It was a strange day weather-wise: our garden felt quite windy because the wind was from the south; further up the road was very different. So in the afternoon we went to Benmore Gardens quite late and had it more or less to ourselves, with the sun coming back out before we'd finished. It's on afternoons such as this that I feel how lucky we are to have this magnificent place to wander in, to sit in the silence at the top of the hill and hear a blackbird strike up as we look down on the glen and over to the hills, and to have it to ourselves (because by then the garden was officially closed) at any time we choose. That's where the two photos in the collage come from: the rhododendron was particularly beautiful with these huge white flowers and the bee so wonderfully busy on that golden whatsit in the former formal garden. Mainly I'm thrilled with the definition on the phone camera; the reproduction on this site loses some of it, but it's still a bit of a miracle.

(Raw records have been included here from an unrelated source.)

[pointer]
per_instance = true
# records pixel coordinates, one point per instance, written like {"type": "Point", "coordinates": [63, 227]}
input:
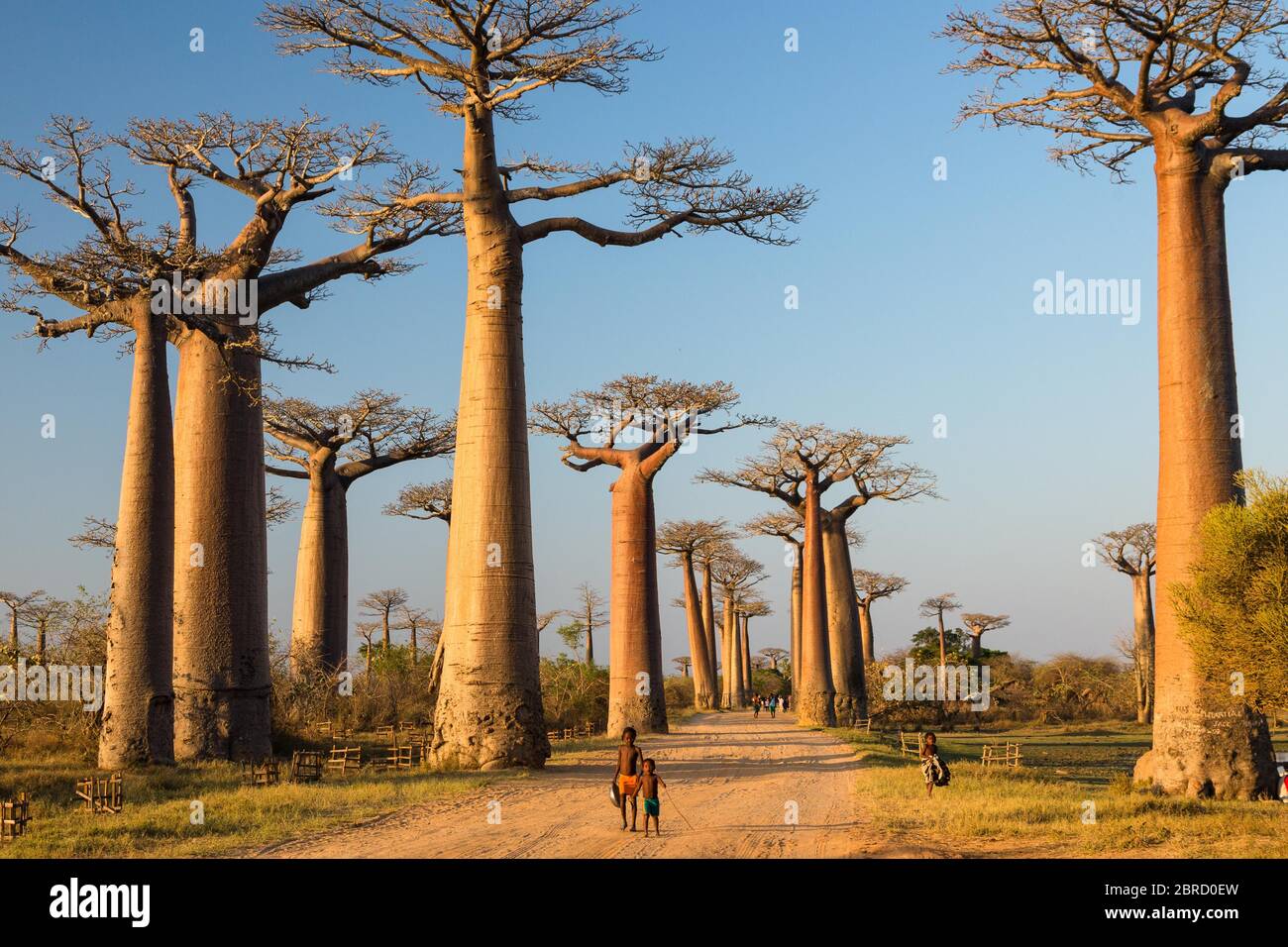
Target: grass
{"type": "Point", "coordinates": [1042, 808]}
{"type": "Point", "coordinates": [237, 819]}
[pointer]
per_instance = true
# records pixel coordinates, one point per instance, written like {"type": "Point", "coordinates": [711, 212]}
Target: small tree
{"type": "Point", "coordinates": [381, 604]}
{"type": "Point", "coordinates": [977, 624]}
{"type": "Point", "coordinates": [935, 607]}
{"type": "Point", "coordinates": [635, 424]}
{"type": "Point", "coordinates": [1132, 552]}
{"type": "Point", "coordinates": [870, 586]}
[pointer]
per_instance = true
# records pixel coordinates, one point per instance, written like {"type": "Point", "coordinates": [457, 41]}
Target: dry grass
{"type": "Point", "coordinates": [1039, 808]}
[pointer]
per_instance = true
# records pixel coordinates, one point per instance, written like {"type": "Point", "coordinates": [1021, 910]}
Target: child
{"type": "Point", "coordinates": [648, 784]}
{"type": "Point", "coordinates": [931, 767]}
{"type": "Point", "coordinates": [627, 775]}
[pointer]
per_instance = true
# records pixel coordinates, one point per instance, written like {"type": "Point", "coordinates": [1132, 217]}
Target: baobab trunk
{"type": "Point", "coordinates": [488, 711]}
{"type": "Point", "coordinates": [866, 634]}
{"type": "Point", "coordinates": [320, 617]}
{"type": "Point", "coordinates": [708, 621]}
{"type": "Point", "coordinates": [220, 557]}
{"type": "Point", "coordinates": [814, 706]}
{"type": "Point", "coordinates": [138, 701]}
{"type": "Point", "coordinates": [734, 694]}
{"type": "Point", "coordinates": [1207, 742]}
{"type": "Point", "coordinates": [635, 693]}
{"type": "Point", "coordinates": [745, 652]}
{"type": "Point", "coordinates": [842, 624]}
{"type": "Point", "coordinates": [703, 686]}
{"type": "Point", "coordinates": [797, 622]}
{"type": "Point", "coordinates": [1144, 613]}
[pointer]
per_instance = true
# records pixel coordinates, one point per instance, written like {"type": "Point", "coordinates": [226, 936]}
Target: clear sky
{"type": "Point", "coordinates": [915, 299]}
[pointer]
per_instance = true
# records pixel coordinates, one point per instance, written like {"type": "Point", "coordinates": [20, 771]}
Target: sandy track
{"type": "Point", "coordinates": [732, 776]}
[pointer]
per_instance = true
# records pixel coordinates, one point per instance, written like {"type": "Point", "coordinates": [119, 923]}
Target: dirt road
{"type": "Point", "coordinates": [748, 789]}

I made a really old-fashioned dinner tonight - we've been eating rather oddly in this little interval between two stays in Edinburgh, so I made ordinary, straighforward mince and potatoes with some sugar-snap peas to accompany it. My only change from the way my mother made mince was to add a couple of cloves of garlic and a slug of red wine, and it was strangely delicious. 

Any minute now my backup will begin and slow everything down - I'm off. Back to phone-blipping tomorrow, and I'll get round to reading other journals soon. Promise!